La borsa esiste per sorprendere la maggior parte degli investitori

Gaetano Evangelista Gaetano Evangelista - 24/06/2025 10:00

Il 75% del greggio che attraversa lo Stretto di Hormuz è destinato ai mercati asiatici. Questo spiega il silenzio di Pechino e la reazione composta dei mercati finanziari occidentali. In borsa, permane l'atteso consolidamento di giugno.

Gli occhi di tutti sono oggi puntati sulle reazioni dei mercati finanziari all’indomani dell’attacco – a sorpresa, ma non troppo – degli impianti di arricchimento a scopo bellico dell’uranio in Iran da parte degli Stati Uniti. La prima risposta, proveniente dalla borsa di Tel Aviv è stata prevedibilmente confortante, ma non fa testo.
I primi scambi della nuova settimana evidenziano movimenti contenuti da parte dei future sugli indici americani e del dollaro; con petrolio in rialzo non eccezionale ed oro in ripiegamento. Tutto sommato una reazione contenuta: come se gli operatori stessero continuando indisturbati a lavorare al consolidamento delle posizioni dopo i due mesi rocamboleschi successivi al minimo dell’8 aprile.

Naturalmente l’attesa di tutti è per la portata della reazione degli ayatollah. Certo un paio di anni fa il coinvolgimento dell’Iran era da tutti considerata la red line in grado di fare esplodere il Medio Oriente e di trascinare il mondo intero in una pesante recessione. Nulla di ciò è occorso, con gli analisti di cose geopolitiche che formulano tre differenti scenari: attacco alle posizioni americane in Iraq; attacco alle basi USA in Qatar e Bahrein; interdizione alla navigazione dello Stretto di Hormuz.
Nel primo caso l’atto dovuto, quasi di cortesia, non conoscerebbe repliche e la questione si chiuderebbe lì. Nel secondo caso l’amministrazione Trump con ogni probabilità replicherebbe, perpetuando un botta e risposta dagli esiti imprevedibili per i mercati. Nel terzo caso la reazione americana sarebbe veemente e troverebbe la silenziosa approvazione della Cina, visto che da lì passa il 75% del petrolio destinato in Asia, e soltanto il 15% del greggio venduto all’Occidente.

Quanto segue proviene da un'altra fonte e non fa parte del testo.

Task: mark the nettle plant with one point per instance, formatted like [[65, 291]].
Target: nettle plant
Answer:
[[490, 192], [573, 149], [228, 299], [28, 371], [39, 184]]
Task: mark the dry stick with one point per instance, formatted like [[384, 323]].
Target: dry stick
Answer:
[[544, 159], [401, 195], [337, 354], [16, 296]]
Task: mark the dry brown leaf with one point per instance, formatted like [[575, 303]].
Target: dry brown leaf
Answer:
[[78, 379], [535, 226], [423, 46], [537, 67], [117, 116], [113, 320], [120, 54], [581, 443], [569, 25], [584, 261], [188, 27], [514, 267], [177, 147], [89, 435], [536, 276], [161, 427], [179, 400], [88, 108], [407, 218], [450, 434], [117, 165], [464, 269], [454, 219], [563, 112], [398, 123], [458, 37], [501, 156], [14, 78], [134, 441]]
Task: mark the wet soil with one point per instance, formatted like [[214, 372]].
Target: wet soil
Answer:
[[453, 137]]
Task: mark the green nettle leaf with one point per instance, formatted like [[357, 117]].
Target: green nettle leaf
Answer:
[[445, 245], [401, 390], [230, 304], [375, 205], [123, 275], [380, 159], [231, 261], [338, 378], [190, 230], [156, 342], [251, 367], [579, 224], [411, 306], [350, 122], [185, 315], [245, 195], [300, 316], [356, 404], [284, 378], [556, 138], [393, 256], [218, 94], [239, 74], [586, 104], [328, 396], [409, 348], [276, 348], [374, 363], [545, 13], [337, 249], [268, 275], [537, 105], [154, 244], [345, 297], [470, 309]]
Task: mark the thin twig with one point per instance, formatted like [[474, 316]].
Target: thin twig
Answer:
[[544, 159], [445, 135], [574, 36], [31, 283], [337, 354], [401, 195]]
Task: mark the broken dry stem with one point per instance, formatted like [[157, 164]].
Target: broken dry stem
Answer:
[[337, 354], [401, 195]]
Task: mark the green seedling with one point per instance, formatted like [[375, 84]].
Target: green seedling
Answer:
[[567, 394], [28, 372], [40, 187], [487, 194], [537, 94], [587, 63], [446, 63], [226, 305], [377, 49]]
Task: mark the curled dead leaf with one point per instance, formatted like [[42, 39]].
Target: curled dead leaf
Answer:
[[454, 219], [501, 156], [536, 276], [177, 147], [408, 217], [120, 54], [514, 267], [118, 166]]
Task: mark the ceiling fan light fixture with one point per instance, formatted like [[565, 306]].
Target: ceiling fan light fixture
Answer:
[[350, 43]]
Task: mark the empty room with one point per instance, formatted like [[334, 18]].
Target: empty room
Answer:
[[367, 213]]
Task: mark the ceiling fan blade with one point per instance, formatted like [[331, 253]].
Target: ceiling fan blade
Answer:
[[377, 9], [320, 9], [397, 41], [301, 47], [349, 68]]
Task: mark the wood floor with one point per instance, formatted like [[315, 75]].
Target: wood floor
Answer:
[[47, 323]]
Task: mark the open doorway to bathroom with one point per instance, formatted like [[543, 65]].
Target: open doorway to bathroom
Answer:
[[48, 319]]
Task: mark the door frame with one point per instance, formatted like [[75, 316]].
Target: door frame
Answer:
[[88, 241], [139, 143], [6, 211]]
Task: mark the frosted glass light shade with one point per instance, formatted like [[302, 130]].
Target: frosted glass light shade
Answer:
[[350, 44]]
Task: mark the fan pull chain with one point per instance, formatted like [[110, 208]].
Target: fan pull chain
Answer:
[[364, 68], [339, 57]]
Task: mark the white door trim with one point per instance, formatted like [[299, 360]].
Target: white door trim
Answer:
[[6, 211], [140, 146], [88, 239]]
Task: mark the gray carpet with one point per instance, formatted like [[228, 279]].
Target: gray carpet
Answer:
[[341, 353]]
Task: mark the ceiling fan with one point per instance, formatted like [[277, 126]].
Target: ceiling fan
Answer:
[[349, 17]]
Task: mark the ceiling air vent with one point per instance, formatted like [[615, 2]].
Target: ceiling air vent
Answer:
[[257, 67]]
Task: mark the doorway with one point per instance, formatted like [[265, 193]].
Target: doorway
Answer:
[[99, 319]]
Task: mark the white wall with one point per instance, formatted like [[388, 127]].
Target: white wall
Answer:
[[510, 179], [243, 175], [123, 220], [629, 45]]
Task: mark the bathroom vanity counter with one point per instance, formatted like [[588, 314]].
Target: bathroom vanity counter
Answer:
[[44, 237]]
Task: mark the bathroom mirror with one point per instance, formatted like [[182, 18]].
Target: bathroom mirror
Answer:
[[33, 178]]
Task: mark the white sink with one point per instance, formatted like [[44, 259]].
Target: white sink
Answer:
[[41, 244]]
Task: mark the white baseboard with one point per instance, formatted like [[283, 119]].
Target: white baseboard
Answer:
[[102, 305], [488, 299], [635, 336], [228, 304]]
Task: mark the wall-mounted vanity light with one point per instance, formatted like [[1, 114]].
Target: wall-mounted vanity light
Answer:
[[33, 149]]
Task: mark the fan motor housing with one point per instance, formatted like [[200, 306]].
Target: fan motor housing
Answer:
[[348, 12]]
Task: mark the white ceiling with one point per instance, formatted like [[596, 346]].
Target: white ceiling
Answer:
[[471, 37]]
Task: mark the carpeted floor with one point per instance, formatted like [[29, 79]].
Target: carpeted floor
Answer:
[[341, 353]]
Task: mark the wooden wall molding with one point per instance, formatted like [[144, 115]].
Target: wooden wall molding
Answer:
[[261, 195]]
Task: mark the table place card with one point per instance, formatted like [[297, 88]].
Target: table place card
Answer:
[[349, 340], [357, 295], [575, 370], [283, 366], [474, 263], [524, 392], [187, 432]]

La previsione di molti è che i listini azionari subiranno oggi e nelle prossime settimane un duro contraccolpo. Tuttavia, ora che il mitico eccezionalismo americano strombazzato sei mesi fa sugli outlook delle case di investimento, risulta saggiamente messo da parte, si rileva un recupero di forza relativa delle piazze americane che ha raggiunto e superato un punto di rottura: in particolare il rapporto fra listini europei e Wall Street, pur in termini total return, ha neutralizzato la rottura verso l’alto apprezzata all’inizio dell’anno. 
La convinzione di una ritrovata quanto inedita leadership delle borse del Vecchio Continente, emersa con forza nell’ultimo Fund Manager Survey di BofA, sta andando incontro ad una clamorosa smentita.